C’est le cas notamment du chanteur britannique Damon Albarn (Blur, Gorillaz), un habitué du Mali, qui en est à son dixième séjour.
C’est lui qui a découvert le groupe malien Songhoy Blues, originaire du nord du pays, tombé sous la coupe des groupes jihadistes jusqu’à l’intervention militaire internationale lancée en janvier 2013 à l’initiative de la France.
« En 2012, lorsque les jihadistes ont envahi le nord du Mali, cela a contraint mes camarades à fuir vers le Sud. Ils sont venus ici. L’idée est venue de créer le groupe. Pour nous c’était un moyen de résister » explique Aliou Touré, le chanteur de Songhoy Blues.
« Jouer à Bamako, ça nous réconforte. Vous savez, le Mali ne peut rien sans sa culture, sans sa musique », estime-t-il. « Notre rêve est de pouvoir retourner un jour chez nous, animer le peuple meurtri ».
En attendant, le groupe, qui connaît un succès fulgurant avec son premier album Music in Exile, s’apprête à repartir en tournée en Australie.

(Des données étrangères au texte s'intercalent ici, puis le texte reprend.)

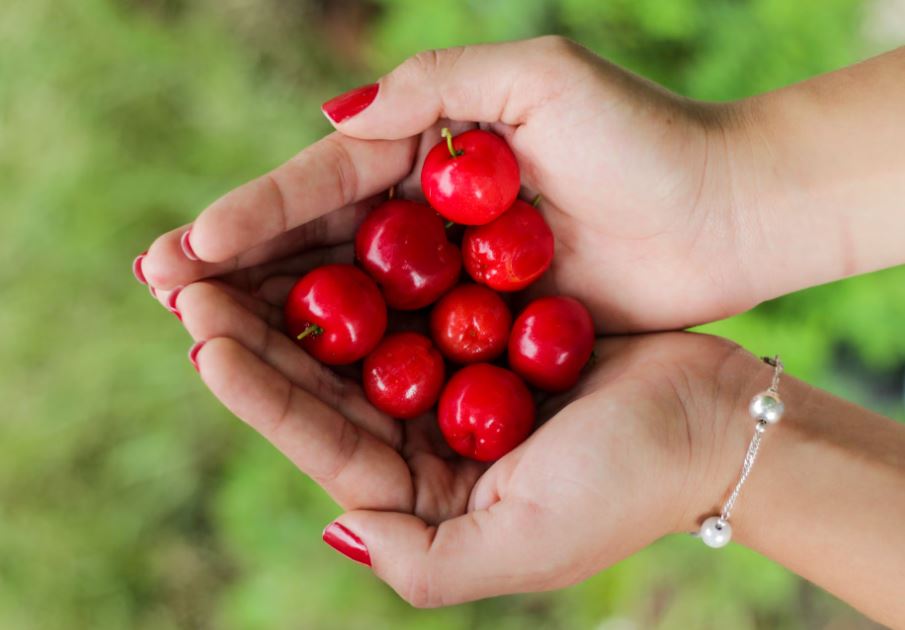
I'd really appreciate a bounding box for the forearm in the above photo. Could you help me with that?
[714,356,905,627]
[730,48,905,299]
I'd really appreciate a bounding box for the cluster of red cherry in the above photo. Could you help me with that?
[285,129,594,461]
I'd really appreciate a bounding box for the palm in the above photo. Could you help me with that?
[179,264,712,544]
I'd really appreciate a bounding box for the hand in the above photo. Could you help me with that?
[136,37,761,332]
[166,276,744,606]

– Ouverture au monde – Julien Lebarbu, enseignant français, n’a raté aucun concert du festival: « On a assisté à plusieurs échanges très riches au niveau musical: on sent bien que le Mali est un pays ouvert sur le monde et que le monde est ouvert au Mali ».

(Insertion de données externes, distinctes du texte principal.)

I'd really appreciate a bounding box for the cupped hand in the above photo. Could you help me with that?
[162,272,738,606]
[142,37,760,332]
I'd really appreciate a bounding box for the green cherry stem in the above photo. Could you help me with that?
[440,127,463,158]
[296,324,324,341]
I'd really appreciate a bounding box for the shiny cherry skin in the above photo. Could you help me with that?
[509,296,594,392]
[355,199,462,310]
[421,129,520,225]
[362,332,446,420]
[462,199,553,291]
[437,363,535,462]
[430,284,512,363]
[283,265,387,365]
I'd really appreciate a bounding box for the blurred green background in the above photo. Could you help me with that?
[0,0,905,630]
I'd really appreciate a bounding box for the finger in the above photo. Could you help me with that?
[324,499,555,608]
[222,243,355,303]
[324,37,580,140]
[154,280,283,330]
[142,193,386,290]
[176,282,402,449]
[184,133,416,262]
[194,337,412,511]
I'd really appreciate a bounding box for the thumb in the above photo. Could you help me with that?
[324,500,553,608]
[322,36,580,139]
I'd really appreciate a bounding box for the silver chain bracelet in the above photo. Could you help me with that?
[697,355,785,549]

Le public a notamment pu apprécier le métissage des répertoires maliens et écossais proposé par Alba Griot Ensemble.
Pour le chanteur malien Habib Koité, « ce festival c’est comme une renaissance, comme le retour du pays vers la culture, vers les rencontres. C’est ça qu’on a l’habitude de faire ici : inviter le monde entier, les musiques qui viennent d’ailleurs ».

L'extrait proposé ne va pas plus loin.